Texas Instruments TPS40051 is a highly integrated, synchronous step-down (buck) switching regulator designed to deliver power efficiently and effectively to various applications. This device is particularly well-suited for powering FPGAs, DSPs, microcontrollers, and other digital devices that require a stable voltage supply with high efficiency.

One of the main features of the TPS40051 is its ability to operate from a wide input voltage range of 4.5V to 17V. This flexibility makes it suitable for a variety of power sources, including battery-operated systems and traditional AC/DC power supplies. The output voltage can be adjusted from 0.8V to 85% of the input voltage, making it adaptable to different load requirements and application scenarios.

The TPS40051 employs a constant frequency, voltage mode control scheme, which results in improved transient response and stability. The device operates with a fixed switching frequency that can be set between 100kHz and 1MHz, allowing designers to optimize their designs for efficiency or minimize electromagnetic interference (EMI). The low RDS(on) of the integrated MOSFETs reduces conduction losses, contributing to the overall high efficiency of the solution, often exceeding 90%.

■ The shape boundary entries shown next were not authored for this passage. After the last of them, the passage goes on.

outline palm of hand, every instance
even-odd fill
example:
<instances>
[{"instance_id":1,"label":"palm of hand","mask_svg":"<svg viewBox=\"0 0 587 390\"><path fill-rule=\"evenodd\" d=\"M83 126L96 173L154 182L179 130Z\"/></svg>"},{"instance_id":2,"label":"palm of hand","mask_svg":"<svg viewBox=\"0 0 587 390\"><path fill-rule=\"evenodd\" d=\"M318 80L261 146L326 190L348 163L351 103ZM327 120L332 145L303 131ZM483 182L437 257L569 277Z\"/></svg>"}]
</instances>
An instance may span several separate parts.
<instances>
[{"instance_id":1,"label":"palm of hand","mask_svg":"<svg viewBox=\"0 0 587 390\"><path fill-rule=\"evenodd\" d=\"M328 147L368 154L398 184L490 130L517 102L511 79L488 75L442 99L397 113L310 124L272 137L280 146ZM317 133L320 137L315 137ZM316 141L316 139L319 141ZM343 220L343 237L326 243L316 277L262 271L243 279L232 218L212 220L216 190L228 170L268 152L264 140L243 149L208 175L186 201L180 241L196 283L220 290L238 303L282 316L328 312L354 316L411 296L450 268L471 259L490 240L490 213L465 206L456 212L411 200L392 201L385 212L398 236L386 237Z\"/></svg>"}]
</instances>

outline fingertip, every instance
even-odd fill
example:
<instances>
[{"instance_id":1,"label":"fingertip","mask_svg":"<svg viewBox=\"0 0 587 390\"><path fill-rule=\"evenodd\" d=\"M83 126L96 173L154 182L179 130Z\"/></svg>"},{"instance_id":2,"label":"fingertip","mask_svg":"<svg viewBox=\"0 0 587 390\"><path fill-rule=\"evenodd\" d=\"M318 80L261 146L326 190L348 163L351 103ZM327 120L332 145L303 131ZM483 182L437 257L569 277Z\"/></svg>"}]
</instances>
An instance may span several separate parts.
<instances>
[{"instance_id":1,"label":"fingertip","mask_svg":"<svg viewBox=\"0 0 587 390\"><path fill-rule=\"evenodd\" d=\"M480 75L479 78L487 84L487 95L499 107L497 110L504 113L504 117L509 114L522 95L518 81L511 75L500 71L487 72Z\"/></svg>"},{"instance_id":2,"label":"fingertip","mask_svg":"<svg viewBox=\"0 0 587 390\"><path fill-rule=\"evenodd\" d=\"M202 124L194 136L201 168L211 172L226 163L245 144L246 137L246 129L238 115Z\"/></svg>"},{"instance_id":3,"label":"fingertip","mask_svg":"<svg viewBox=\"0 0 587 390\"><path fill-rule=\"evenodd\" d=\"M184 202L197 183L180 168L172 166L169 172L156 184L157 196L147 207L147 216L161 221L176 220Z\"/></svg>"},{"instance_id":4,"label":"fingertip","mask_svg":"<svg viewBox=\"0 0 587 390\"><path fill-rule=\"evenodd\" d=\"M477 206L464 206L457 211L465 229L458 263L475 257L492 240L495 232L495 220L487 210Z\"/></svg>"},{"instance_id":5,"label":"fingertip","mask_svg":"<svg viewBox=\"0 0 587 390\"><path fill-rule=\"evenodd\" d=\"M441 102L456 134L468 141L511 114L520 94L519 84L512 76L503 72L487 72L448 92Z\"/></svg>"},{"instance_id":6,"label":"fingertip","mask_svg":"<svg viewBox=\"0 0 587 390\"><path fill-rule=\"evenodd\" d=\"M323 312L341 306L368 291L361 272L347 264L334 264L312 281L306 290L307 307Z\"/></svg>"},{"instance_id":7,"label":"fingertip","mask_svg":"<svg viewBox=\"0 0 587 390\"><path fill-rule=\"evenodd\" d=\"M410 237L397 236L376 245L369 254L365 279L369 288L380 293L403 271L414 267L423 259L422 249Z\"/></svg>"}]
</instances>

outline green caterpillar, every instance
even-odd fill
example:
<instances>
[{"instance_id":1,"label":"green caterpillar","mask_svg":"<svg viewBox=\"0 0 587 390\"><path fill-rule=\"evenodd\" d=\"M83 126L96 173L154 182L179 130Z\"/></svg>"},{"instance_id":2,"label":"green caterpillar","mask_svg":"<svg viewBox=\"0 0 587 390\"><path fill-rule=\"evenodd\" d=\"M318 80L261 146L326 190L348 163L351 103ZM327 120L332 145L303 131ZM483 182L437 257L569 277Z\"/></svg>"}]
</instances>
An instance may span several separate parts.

In terms of protection features, the TPS40051 includes overcurrent protection, thermal shutdown, and under-voltage lockout, which enhance the reliability of the system. These features allow the device to maintain safe operating conditions in various scenarios, protecting both the regulator and the load.

Another significant characteristic of the TPS40051 is its ability to operate in a Power Good mode. This feature provides feedback to the system regarding the status of the output voltage, allowing for better system monitoring and control. Additionally, it has an adjustable soft-start feature, which helps prevent inrush current during power-up, further protecting sensitive loads.

The TPS40051’s compact package options and its integration of features make it a flexible choice for designers looking to implement efficient power management solutions. Whether used in industrial, automotive, or consumer electronics applications, the TPS40051’s robust performance and adaptability make it an excellent choice for modern power supply designs.